Тем временем симпатичная девушка, которой сегодня выпало разносить дипломы, уже шла к раскланивавшемуся композитору песни Алексею Рыбникову. Как там у Маршака… «Хоть оброс я бородой, а козел я молодой». Хотя сейчас ему уже, пожалуй, за тридцать. И вообще фамилия его Беймшлаг. Правда, я бы на его месте тоже фамилию матери взял. Не то что я имею что-то против еврейских фамилий, просто Рыбников звучит куда благозвучнее[2]. В следующем году если память не изменяет, создаст своё самое значимое произведение — напишем музыку к рок-опере «Юнона и Авось». Забавно сознавать, что я уже знаю, как будут звучать заглавные партии из рок-оперы, а автор, возможно, ещё только находится в стадии их создания.

Ну а затем настал черёд Аллы Борисовны. Я не напрягался, увидев её на сцене, так как Масляков заранее объявил «Песенку первоклассника» и её авторов, а потом уже озвучил, кто будет исполнять. Да и знал уже, пол каким номером моя песня. Алка вообще не удосужилась взять в руки неподключенный микрофон, пела, сложив руки на животе. А голосок, кстати, пусть и студийный, но очень даже чистый. Не сравнить с тем прокуренным вокалом, который зазвучит лет через пятнадцать, а то и раньше.

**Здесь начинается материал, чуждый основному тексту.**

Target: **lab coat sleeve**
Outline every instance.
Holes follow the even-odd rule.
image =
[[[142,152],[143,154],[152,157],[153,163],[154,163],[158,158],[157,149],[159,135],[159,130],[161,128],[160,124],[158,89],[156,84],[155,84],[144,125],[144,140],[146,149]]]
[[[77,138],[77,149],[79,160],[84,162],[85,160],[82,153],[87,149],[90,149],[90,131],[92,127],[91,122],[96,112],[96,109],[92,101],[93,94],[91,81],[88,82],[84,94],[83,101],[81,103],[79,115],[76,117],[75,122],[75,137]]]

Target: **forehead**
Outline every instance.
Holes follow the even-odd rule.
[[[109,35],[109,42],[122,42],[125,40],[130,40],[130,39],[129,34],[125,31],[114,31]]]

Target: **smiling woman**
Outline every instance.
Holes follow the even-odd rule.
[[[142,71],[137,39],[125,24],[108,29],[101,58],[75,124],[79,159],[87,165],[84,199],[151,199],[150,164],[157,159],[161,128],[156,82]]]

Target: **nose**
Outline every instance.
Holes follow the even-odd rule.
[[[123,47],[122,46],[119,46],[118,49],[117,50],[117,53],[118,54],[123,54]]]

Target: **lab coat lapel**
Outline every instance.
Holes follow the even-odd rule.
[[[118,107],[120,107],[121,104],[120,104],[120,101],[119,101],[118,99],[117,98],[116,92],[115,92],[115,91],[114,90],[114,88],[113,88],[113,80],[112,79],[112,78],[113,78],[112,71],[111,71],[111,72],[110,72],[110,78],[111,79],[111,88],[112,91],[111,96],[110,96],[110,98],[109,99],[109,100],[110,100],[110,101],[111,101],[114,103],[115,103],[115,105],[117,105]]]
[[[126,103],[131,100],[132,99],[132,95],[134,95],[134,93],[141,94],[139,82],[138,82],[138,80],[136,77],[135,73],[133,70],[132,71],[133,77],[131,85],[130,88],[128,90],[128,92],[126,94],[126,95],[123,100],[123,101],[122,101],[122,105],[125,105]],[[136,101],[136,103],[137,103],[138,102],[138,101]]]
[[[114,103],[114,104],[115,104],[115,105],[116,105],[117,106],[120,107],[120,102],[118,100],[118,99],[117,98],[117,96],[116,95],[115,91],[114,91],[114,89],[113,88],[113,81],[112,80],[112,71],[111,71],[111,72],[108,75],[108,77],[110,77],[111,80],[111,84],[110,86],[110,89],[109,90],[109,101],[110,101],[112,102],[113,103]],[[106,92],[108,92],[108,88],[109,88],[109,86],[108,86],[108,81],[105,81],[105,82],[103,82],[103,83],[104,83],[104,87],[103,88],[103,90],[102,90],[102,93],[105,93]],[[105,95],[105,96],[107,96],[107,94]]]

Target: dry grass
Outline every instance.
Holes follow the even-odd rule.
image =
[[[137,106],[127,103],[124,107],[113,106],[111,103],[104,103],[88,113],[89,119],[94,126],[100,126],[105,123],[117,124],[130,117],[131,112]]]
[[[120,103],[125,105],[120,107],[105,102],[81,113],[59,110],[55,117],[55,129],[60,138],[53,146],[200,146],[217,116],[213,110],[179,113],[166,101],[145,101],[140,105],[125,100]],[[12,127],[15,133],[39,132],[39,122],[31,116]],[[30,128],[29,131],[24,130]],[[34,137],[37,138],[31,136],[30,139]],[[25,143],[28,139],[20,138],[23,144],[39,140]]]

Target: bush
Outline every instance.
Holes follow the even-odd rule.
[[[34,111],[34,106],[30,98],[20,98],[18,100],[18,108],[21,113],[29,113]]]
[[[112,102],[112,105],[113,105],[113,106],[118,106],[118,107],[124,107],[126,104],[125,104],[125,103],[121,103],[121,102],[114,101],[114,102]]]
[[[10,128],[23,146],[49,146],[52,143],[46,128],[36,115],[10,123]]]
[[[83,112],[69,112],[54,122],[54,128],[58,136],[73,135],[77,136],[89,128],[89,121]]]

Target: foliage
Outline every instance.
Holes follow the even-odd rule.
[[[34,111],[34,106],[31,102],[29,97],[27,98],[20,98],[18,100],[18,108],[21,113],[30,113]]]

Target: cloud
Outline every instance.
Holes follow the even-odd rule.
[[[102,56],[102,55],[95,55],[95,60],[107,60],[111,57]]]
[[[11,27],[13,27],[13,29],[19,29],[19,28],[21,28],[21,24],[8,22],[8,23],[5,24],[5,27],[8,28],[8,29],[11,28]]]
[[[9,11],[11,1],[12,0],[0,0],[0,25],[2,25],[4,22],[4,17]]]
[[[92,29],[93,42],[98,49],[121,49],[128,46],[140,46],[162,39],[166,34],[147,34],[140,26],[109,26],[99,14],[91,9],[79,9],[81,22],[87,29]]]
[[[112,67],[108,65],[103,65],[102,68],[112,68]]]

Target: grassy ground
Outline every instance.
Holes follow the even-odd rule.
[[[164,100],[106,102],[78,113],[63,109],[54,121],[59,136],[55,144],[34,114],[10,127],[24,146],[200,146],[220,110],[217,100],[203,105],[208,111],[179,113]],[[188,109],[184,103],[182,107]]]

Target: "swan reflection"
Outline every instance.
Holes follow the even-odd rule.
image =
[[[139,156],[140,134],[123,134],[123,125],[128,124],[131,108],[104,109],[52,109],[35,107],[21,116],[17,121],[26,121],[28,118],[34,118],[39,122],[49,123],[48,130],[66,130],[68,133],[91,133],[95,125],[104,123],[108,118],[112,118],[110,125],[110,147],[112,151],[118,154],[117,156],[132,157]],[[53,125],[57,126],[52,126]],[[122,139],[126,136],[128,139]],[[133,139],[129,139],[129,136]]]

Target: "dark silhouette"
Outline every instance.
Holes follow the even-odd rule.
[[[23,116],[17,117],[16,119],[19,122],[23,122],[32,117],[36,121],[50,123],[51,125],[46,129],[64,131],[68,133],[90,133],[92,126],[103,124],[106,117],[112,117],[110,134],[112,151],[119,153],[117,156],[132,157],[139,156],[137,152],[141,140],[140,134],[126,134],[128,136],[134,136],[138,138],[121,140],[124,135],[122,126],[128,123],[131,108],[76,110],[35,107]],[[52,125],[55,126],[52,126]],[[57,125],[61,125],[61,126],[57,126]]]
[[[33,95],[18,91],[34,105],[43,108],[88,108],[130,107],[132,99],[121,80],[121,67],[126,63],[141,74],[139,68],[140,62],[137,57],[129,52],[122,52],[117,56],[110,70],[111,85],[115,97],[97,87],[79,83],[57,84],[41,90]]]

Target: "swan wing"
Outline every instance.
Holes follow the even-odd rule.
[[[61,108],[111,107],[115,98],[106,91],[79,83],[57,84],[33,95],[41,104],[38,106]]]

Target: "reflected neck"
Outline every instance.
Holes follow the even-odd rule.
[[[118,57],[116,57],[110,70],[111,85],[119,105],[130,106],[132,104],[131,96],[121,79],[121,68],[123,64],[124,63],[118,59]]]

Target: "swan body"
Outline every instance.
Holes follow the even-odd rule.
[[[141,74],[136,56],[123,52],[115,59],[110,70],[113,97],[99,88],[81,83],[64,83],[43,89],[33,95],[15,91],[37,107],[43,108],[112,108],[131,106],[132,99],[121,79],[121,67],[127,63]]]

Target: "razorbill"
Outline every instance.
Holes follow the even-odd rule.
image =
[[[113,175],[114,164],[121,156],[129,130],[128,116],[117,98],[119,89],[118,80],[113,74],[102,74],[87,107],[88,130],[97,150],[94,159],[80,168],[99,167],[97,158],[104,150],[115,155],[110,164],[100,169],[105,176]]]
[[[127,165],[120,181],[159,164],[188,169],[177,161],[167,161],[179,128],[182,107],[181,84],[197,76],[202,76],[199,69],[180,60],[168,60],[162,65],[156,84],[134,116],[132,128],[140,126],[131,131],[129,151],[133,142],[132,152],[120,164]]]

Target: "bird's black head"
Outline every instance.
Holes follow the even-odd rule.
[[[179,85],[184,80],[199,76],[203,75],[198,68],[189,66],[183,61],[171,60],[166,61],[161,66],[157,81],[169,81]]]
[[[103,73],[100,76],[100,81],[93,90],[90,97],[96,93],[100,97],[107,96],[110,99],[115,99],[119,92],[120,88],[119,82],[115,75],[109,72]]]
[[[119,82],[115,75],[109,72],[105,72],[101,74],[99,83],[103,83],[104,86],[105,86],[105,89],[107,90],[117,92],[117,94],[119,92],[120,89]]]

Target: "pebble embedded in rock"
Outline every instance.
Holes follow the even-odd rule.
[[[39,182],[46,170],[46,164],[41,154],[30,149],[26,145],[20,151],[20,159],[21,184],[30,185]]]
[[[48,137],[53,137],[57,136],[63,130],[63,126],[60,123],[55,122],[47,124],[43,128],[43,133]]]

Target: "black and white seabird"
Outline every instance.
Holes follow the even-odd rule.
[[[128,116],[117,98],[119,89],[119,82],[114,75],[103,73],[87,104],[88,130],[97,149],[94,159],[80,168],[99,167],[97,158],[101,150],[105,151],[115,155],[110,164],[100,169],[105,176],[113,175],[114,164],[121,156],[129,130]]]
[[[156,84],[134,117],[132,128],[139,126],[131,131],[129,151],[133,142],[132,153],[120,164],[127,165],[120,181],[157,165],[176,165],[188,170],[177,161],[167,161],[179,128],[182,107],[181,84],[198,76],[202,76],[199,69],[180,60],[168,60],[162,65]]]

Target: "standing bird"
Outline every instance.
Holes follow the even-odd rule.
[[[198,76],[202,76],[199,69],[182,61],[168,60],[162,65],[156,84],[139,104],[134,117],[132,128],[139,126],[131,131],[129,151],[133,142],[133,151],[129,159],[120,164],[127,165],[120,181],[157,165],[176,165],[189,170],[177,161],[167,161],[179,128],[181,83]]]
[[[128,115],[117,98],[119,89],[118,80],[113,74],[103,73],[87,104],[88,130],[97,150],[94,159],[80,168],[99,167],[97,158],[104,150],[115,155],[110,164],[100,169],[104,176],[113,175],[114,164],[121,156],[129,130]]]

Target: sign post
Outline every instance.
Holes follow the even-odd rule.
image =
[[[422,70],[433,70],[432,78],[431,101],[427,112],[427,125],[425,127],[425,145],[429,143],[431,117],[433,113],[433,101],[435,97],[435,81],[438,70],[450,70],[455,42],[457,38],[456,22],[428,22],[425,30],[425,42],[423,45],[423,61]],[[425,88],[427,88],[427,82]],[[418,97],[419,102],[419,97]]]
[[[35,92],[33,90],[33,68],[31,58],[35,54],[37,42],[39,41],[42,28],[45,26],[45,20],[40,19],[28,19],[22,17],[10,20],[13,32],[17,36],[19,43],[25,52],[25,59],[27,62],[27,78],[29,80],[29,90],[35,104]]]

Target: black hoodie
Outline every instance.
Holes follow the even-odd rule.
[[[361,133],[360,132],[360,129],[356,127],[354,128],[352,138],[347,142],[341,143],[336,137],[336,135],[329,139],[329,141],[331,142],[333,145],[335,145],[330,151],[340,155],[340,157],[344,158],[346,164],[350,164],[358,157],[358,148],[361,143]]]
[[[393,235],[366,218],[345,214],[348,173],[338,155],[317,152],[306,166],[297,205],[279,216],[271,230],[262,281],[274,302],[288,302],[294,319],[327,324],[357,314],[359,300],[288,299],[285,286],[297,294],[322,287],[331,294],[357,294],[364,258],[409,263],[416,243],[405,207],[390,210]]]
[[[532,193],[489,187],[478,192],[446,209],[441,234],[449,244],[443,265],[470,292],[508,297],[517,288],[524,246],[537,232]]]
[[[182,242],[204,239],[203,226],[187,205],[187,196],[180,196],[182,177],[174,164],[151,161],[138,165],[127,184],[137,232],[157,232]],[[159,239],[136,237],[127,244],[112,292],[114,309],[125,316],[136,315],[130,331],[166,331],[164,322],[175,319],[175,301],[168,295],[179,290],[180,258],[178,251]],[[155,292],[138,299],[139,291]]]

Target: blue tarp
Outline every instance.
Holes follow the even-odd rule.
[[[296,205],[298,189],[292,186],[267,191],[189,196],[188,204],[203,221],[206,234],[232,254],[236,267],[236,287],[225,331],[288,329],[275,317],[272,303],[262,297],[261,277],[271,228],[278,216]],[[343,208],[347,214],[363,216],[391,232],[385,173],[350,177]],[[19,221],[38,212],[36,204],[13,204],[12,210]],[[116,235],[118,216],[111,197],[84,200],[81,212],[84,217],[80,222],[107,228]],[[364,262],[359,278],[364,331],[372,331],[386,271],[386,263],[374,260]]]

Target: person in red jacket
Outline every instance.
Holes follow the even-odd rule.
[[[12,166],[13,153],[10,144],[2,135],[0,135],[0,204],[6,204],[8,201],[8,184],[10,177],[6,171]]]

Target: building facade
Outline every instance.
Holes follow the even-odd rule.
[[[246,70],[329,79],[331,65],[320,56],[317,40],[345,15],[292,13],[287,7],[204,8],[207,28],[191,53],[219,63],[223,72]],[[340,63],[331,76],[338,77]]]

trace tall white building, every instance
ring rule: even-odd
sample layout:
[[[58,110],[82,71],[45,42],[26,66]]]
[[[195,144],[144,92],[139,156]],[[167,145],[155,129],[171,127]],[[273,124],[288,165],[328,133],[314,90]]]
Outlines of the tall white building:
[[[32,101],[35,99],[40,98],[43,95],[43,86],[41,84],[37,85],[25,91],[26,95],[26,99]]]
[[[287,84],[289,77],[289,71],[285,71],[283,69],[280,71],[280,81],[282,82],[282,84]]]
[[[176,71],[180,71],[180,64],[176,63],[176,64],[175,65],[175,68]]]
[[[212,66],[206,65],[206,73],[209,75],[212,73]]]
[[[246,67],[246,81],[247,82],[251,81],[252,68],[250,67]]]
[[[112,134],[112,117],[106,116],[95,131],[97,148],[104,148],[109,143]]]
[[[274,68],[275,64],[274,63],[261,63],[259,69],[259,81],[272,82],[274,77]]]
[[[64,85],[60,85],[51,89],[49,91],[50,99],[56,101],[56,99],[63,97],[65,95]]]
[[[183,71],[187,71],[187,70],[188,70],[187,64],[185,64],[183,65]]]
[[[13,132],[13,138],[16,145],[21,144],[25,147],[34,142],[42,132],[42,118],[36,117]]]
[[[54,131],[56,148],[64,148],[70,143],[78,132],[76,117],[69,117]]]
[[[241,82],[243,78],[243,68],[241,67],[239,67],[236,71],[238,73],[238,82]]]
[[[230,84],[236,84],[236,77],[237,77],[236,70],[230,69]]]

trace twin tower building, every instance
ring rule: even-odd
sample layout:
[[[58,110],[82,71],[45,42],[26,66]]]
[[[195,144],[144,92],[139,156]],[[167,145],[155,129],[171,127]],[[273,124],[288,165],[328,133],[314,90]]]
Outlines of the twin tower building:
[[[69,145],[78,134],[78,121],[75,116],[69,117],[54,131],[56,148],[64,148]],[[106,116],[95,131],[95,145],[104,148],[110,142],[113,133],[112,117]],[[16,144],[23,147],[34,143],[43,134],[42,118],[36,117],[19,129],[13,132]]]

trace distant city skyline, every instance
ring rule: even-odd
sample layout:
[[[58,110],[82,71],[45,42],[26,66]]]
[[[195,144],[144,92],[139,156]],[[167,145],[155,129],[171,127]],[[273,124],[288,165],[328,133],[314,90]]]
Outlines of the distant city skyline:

А в финале припев «То ли ещё будет…» ей подпели баритоном четверо подсадных из зала. После чего Алле аплодировали дольше, чем кому-либо до неё, а затем ещё раз объявили авторов песни — Эдуарда Ханка и Игоря Шаферана.

«Фанерный» концерт шёл своим чередом, а меня на выступлении Пьехи даже начало клонить в сон. Правда, тут же очнулся — объявили «Солнечные часы» на музыку Мигули и стихи Резника. Покосился на композитора, тот сидел прямо, немного выпятив грудь, в его взгляде сквозила плохо скрываемая гордость. Песня закончилась, авторы по традиции принялись раскланиваться, радостно принимать дипломы лауреатов.

Живинку попытался внести ансамбль «Пламя» с песней про Гавану. Дальше — Роза Рымбаева, Кобзон (непонятно, уже в парике. Или ещё со своими волосами), какая-то Рано Шарипова… Завершало первое отделение выступление Анатолия Мокренко, после чего объявили перерыв.

Я тут же нашёл глазами маму и Ингу, мы встретились у выхода из зала.

— Давайте немного разомнёмся, — предложил я.

Правда, разминаться было особенно негде. Толкотня была ещё больше, чем перед началом концерта. За одним столиком увидели группу что-то обсуждавших людей, на другом зрители вяло рассматривали конверты пластинок, среди которых я увидел и пластинку Пугачёвой «Зеркало души». Обнаружился в коридоре и «почтовый ящик» для пожеланий и предложений в программу «Песня-78». Тут же имелась ручка на шнурке и листочки бумаги.